You’re free to be creative when designing your models. If you’re feeling very stuck, start with some of the pipelines for processing text that we’ve seen in lecture, and iterate from there. Please include in your discussion some of the things that you tried and how you determined the models you used.
What Accuracy Should You Aim For?
Your three different models might have noticeably different performance. Your best model should be able to consistently score at least 97% validation accuracy.
After comparing the performance of each model on validation data, make a recommendation regarding the question at the beginning of this section. Should algorithms use the title, the text, or both when seeking to detect fake news?
§4. Model Evaluation
Now we’ll test your model performance on unseen test data. For this part, you can focus on your best model, and ignore the other two.
Once you’re satisfied with your best model’s performance on validation data, download the test data here:
test_url = "https://github.com/PhilChodrow/PIC16b/blob/master/datasets/fake_news_test.csv?raw=true"
You’ll need to convert this data using the make_dataset
function you defined in Part §2. Then, evaluate your model on the data. If we used your model as a fake news detector, how often would we be right?
§5. Embedding Visualization
Visualize and comment on the embedding that your model learned (you did use an embedding, right?). Are you able to find any interesting patterns or associations in the words that the model found useful when distinguishing real news from fake news? You are welcome to use either 2-dimensional or 3-dimensional embedding. Comment on at least 5 words whose location in the embedding you find interpretable.
I’d suggest that you create an embedding in a relatively large number of dimensions (say, 10) and then use PCA to reduce the dimension down to a visualizable number.

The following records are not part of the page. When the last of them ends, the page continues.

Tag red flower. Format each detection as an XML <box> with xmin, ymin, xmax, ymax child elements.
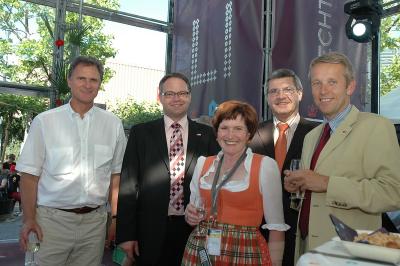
<box><xmin>54</xmin><ymin>39</ymin><xmax>64</xmax><ymax>48</ymax></box>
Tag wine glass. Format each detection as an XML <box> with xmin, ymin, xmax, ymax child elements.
<box><xmin>290</xmin><ymin>159</ymin><xmax>304</xmax><ymax>210</ymax></box>
<box><xmin>194</xmin><ymin>195</ymin><xmax>206</xmax><ymax>237</ymax></box>
<box><xmin>25</xmin><ymin>231</ymin><xmax>40</xmax><ymax>266</ymax></box>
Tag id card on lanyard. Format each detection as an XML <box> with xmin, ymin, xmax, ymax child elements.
<box><xmin>206</xmin><ymin>150</ymin><xmax>246</xmax><ymax>256</ymax></box>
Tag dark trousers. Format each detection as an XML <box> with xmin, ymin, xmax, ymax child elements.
<box><xmin>157</xmin><ymin>216</ymin><xmax>193</xmax><ymax>266</ymax></box>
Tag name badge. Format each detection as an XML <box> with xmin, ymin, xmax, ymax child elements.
<box><xmin>207</xmin><ymin>228</ymin><xmax>222</xmax><ymax>256</ymax></box>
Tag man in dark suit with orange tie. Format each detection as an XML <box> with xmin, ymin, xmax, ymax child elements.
<box><xmin>116</xmin><ymin>73</ymin><xmax>219</xmax><ymax>265</ymax></box>
<box><xmin>250</xmin><ymin>69</ymin><xmax>316</xmax><ymax>266</ymax></box>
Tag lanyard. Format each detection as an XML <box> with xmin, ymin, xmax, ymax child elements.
<box><xmin>210</xmin><ymin>149</ymin><xmax>246</xmax><ymax>218</ymax></box>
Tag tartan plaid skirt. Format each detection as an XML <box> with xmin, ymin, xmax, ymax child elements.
<box><xmin>182</xmin><ymin>222</ymin><xmax>272</xmax><ymax>266</ymax></box>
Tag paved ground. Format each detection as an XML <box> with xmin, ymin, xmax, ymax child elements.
<box><xmin>0</xmin><ymin>207</ymin><xmax>117</xmax><ymax>266</ymax></box>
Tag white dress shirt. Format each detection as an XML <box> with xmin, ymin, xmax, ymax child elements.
<box><xmin>274</xmin><ymin>113</ymin><xmax>300</xmax><ymax>151</ymax></box>
<box><xmin>17</xmin><ymin>103</ymin><xmax>126</xmax><ymax>209</ymax></box>
<box><xmin>190</xmin><ymin>148</ymin><xmax>290</xmax><ymax>231</ymax></box>
<box><xmin>164</xmin><ymin>115</ymin><xmax>189</xmax><ymax>215</ymax></box>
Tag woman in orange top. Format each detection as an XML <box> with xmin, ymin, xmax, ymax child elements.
<box><xmin>182</xmin><ymin>101</ymin><xmax>289</xmax><ymax>265</ymax></box>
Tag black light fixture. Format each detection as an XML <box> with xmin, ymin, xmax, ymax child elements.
<box><xmin>344</xmin><ymin>0</ymin><xmax>382</xmax><ymax>43</ymax></box>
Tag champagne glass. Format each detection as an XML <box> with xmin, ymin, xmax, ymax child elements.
<box><xmin>25</xmin><ymin>231</ymin><xmax>40</xmax><ymax>266</ymax></box>
<box><xmin>194</xmin><ymin>195</ymin><xmax>206</xmax><ymax>237</ymax></box>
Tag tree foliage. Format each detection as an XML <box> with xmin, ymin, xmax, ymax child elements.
<box><xmin>110</xmin><ymin>98</ymin><xmax>163</xmax><ymax>128</ymax></box>
<box><xmin>0</xmin><ymin>0</ymin><xmax>119</xmax><ymax>160</ymax></box>
<box><xmin>0</xmin><ymin>93</ymin><xmax>48</xmax><ymax>161</ymax></box>
<box><xmin>380</xmin><ymin>6</ymin><xmax>400</xmax><ymax>96</ymax></box>
<box><xmin>0</xmin><ymin>0</ymin><xmax>119</xmax><ymax>93</ymax></box>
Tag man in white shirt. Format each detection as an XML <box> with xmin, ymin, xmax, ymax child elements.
<box><xmin>17</xmin><ymin>56</ymin><xmax>126</xmax><ymax>266</ymax></box>
<box><xmin>250</xmin><ymin>69</ymin><xmax>316</xmax><ymax>266</ymax></box>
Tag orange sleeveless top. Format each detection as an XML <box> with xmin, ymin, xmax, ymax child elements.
<box><xmin>199</xmin><ymin>153</ymin><xmax>264</xmax><ymax>227</ymax></box>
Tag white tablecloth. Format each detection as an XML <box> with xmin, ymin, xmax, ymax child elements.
<box><xmin>296</xmin><ymin>240</ymin><xmax>400</xmax><ymax>266</ymax></box>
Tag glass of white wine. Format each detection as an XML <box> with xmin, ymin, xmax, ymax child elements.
<box><xmin>194</xmin><ymin>195</ymin><xmax>206</xmax><ymax>236</ymax></box>
<box><xmin>25</xmin><ymin>231</ymin><xmax>40</xmax><ymax>266</ymax></box>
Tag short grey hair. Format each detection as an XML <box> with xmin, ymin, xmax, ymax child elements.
<box><xmin>267</xmin><ymin>68</ymin><xmax>303</xmax><ymax>90</ymax></box>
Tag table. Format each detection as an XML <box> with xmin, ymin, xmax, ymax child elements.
<box><xmin>296</xmin><ymin>240</ymin><xmax>400</xmax><ymax>266</ymax></box>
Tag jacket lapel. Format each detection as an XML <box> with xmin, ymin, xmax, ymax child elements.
<box><xmin>285</xmin><ymin>118</ymin><xmax>305</xmax><ymax>163</ymax></box>
<box><xmin>150</xmin><ymin>118</ymin><xmax>169</xmax><ymax>171</ymax></box>
<box><xmin>315</xmin><ymin>106</ymin><xmax>360</xmax><ymax>168</ymax></box>
<box><xmin>185</xmin><ymin>119</ymin><xmax>202</xmax><ymax>173</ymax></box>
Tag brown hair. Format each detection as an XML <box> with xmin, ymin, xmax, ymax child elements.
<box><xmin>68</xmin><ymin>55</ymin><xmax>104</xmax><ymax>81</ymax></box>
<box><xmin>212</xmin><ymin>100</ymin><xmax>258</xmax><ymax>139</ymax></box>
<box><xmin>158</xmin><ymin>72</ymin><xmax>192</xmax><ymax>93</ymax></box>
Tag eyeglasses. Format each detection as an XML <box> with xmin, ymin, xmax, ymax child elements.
<box><xmin>160</xmin><ymin>91</ymin><xmax>190</xmax><ymax>98</ymax></box>
<box><xmin>268</xmin><ymin>87</ymin><xmax>297</xmax><ymax>96</ymax></box>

This procedure was demonstrated in lecture.
Specifications
Please remember that you must meet all specifications in order to receive credit on the first submission!
Coding Problem
Data Prep
- Stopwords are removed during the construction of the data set.
make_dataset
is implemented as a function, and used to create both the training/validation and testing data sets.- The constructed
Dataset
has multiple inputs. - 20% of the training data is split off for validation.
- There is a comment on the base rate for the data set.
Models
- Model 1 uses only the article title.
- Model 2 uses only the article text.
- Model 3 uses both the article title and text.
- The training history is shown for each of the three models, including the training and validation performance.
- The most performant model is evaluated on the test data set.
- The best model consistently obtains at least 97% accuracy on the validation set.
- The best model’s performance on the test set is shown.
Embedding Visualization
- A visualization of the learned word embedding is shown.
- The written text discusses at least 5 words whose location is interpretable within the embedding.
Style and Documentation
- Code throughout is written using minimal repetition and clean style.
- Docstrings are not required in this Blog Post, but please make sure to include useful comments and detailed explanations for each of your code blocks.
- Any repeated operations should be enclosed in functions, regardless of whether they are explicitly required in the instructions.
Writing
- The blog post is written in tutorial format, in engaging and clear English. Grammar and spelling errors are acceptable within reason.